Key tools for improving matching performance in regular expressions are conversion to a deterministic finite automaton (DFA), followed by DFA minimization. Determinizing and minimizing weighted automata is trickier, making it less obvious how to get optimal performance from a regular expression matcher that has been extended this way. One paper I was reading recently which might help is “Fast Coalgebraic Bisimilarity Minimization” by Jules Jacobs and Thorsten Wißmann. Additionally, they have a proof of concept Rust implementation called Boa.

Conclusion

It’s possible to parameterize a generic regular expression matcher over semiring-like operations. Simple boolean marks have a trivial implementation of the operations and allow simply checking whether the regular expression matched or not, just like any other regular expression matcher.

But by offering a parameterized interface, a regexp matching library can support some pretty wild use cases that are impractical or impossible with the regexp APIs in wide use today.

I’ve given one example: evaluating a regular expression that was written in terms of plaintext against a ciphertext in order to identify which cipher state can explain the observed ciphertext.

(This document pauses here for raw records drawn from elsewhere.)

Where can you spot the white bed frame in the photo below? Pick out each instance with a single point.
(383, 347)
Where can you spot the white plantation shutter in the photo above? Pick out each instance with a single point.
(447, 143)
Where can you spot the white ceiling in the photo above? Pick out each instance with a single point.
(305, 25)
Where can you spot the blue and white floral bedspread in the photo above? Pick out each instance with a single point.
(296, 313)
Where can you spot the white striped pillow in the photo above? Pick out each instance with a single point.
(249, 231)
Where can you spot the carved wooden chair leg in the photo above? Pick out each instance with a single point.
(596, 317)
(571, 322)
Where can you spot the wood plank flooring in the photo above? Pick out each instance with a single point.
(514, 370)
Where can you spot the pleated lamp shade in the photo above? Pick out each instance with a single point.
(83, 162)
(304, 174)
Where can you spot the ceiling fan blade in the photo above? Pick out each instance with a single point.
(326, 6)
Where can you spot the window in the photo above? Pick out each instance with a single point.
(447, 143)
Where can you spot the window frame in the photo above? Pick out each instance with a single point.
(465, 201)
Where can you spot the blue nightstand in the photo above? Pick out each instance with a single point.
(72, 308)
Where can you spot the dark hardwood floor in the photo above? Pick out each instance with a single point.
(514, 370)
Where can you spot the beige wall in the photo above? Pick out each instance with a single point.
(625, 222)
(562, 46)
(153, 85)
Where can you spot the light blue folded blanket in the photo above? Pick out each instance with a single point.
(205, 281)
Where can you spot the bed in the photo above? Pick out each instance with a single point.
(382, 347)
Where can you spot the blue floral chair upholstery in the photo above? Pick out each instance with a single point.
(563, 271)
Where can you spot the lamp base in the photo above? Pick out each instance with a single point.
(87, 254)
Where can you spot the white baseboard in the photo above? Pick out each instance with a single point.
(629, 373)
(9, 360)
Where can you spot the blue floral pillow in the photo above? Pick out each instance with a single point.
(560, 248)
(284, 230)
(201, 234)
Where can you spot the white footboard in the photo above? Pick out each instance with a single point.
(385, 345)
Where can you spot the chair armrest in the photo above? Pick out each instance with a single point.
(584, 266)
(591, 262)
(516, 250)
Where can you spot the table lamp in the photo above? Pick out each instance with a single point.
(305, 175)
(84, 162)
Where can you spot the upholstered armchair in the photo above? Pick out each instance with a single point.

Another example which I won’t go into detail on today is incorporating the common notion of “capture groups” into a simpler matcher algorithm by representing them using appropriate weights. This requires a small extension to the interface to allow weights on epsilon transitions, not just when matching input. For some applications it also requires giving the developer more control over how ambiguous patterns are interpreted, via “greedy” versus “non-greedy” variants of operators, which in turn requires a notion of “match priority” that doesn’t fit in the framework of “A Play on Regular Expressions”.

Fortunately, weighted regular expressions are pretty easy to retrofit into the efficient matching algorithm described in “Regular Expression Matching: the Virtual Machine Approach”, by Russ Cox.

I’ve written a demo implementation of the Pike-style VM approach with capture groups, as described by Cox, in a Rust crate called pikevm. I’ve also written a demo of weighted regular expression matching in a Pike-style VM, in an independent Rust crate called parsink. Combining the two and making them into a robust and usable library is left as future work.

I hope this post has broadened your view of the situations where regular expressions might be a good tool. And I especially hope to see new, more flexible, tools emerge for extracting information from text based on formal language theory.